From Portland, take I-5 north towards Seattle. Continue for 55 miles. Look for WA-411 S/WA-504 E exit, Exit 49, towards Castle Rock/Toutle. Turn right onto WA-504/Mt. St. Helens Way NE/Spirit Lake Hwy. Continue for 6 miles into Silver Lake.
Cloudy With a Chance of a Ruined Day Trip
I visited Mt. St. Helens for the first time over 15 years ago. In 1980, when I was a child living with my family on the Oregon Coast, the explosion had been positively major news. Not only was it the primary story in the papers and on television for weeks, but, although we were 300 miles from the mythic mountain, volcanic ash fell in my own backyard.
By the time I finally ventured to Mt. St. Helens as an adult, a visit to the West Coast’s most famous volcano was long overdue. A friend and I drove north from Portland on I-5 on a fair day in June, wound our way through the mountainous terrain of WA-504, and emerged at the rim to gaze upon…a thick bank of low-hanging clouds completely enveloping the crater. We couldn’t see a thing. This is, after all, the Pacific Northwest. Clouds happen.
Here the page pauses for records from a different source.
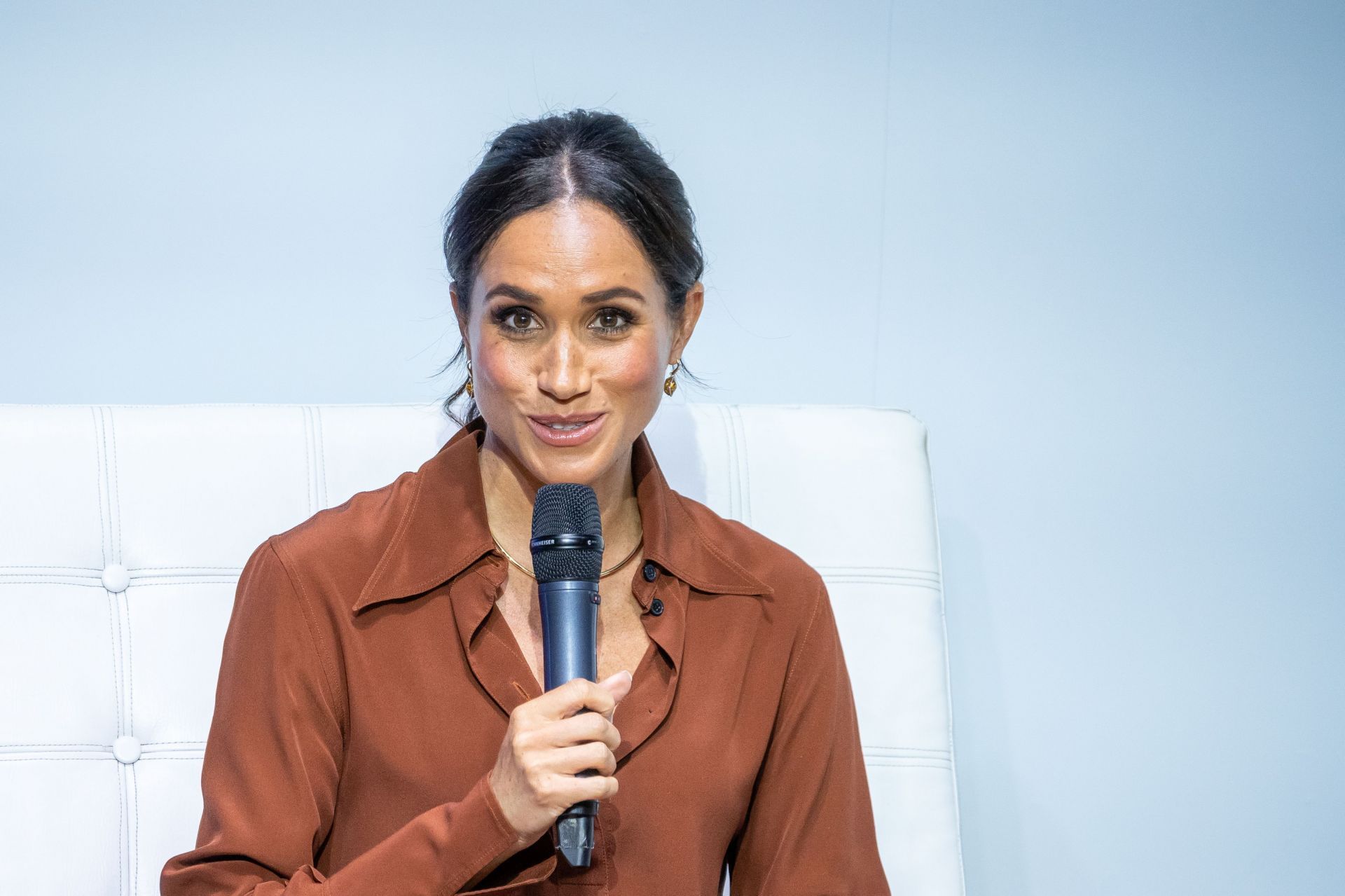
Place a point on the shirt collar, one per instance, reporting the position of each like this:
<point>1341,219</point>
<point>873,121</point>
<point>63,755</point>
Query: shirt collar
<point>443,528</point>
One of the advantages to today’s world is that there are high-tech tools to use to check the weather in advance of a much anticipated day trip. Check www.noaa.com for general weather conditions in the Mt. St. Helens region or try the Mt. St. Helens Volcano Cam, www.fs.fed.us/gpnf/volcanocams/msh, for an image of the crater itself in live time. Things might change during your drive, but at least you’ll have a better shot of making sure you get a crystal clear view of that awesome crater.